Hábil
declarante, siempre de inauguración, ayer lo oí al funcionario hablar. Tiene
voz de pelado (así, finita, de encadenar sucesos), de entrada le hizo un chiste
al conductor sobre el tema que comentaba con la locutora en el piso, sobre una
calle de Colegiales. Después comenzó a irse por la tangente, sin inmutarse,
hablando de un museo para veraneantes y poco sobre la crisis del partido de
gobierno, él, agregado cultural hoy, embajador ayer, secretario de algo mañana.

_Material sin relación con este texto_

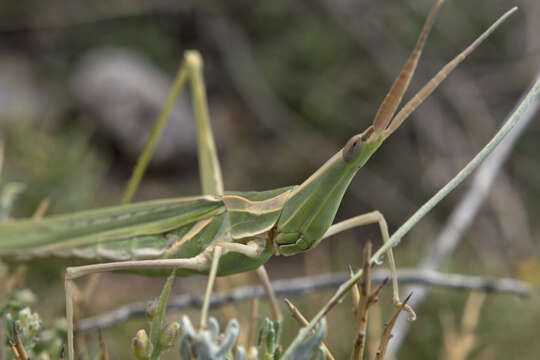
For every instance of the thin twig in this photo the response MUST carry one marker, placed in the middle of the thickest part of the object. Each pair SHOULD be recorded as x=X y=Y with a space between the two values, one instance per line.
x=102 y=346
x=465 y=212
x=41 y=209
x=303 y=322
x=301 y=285
x=14 y=350
x=387 y=333
x=359 y=341
x=253 y=322
x=422 y=211
x=19 y=344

Quiso hacerle, de gusto, una finta dialéctica al interlocutor que procuró
pararlo en seco, porque estaba cerca el top, por ende el informativo; los
presentadores cambian el gesto si hay retraso y la finta quedó trunca pero sin
borrar la sonrisa que seguramente tenía, confundida con la pantalla de su
tableta que luego soltará como si quemase, suspirando antes de estrechar alguna
mano diestra. De profesión, funcionario, con los roperos atiborrados de trajes
para la ocasión de defender una causa, así dicha en genérico: la cultura, el
protocolo, las fronteras, lo que dura una gestión para regresar quien sabe de
dónde con una cuota de poder en el
bolsillo interior junto a un prospecto para bajar la ansiedad. Suministrado en
espacios y personas congeladas en un perímetro donde la palabra del buen
parlamentario pesa como la lana de toda esa esquila, amontonada en una montaña
al descubierto, oreándose cual rostro con la ventanilla baja porque el custodio
permite. ¿Qué tan seguro se siente un funcionario de mediano rango,
medianamente conocido? Para detenerse en el semáforo, observar al costado para asimilar
el verso de la Democracia ,
aunque sepa que no se trate de la
Acrópolis griega eso que lo aminora con cementeras
verticales. Si sueña con bocas de lobos o platitos con nueces será un enigma
que, quizás, devele alguna anotación dedicada, cuando contrate por dos mangos a
algún pibe que le haga de fantasma sus memorias, para constatar lo demasiado
que pensó en todas las áreas, siendo poco lo que habló pese a la verba
inflamada y a los monitores que requieren sus sintagmas. Hoy por hoy, su
modulación sabe a premio consuelo en temporada: ausentes los popes aún con
esfuerzo de producción para llenar otro piso con él, diligente, con su voz
nasal de pelado, con temor al masaje capilar.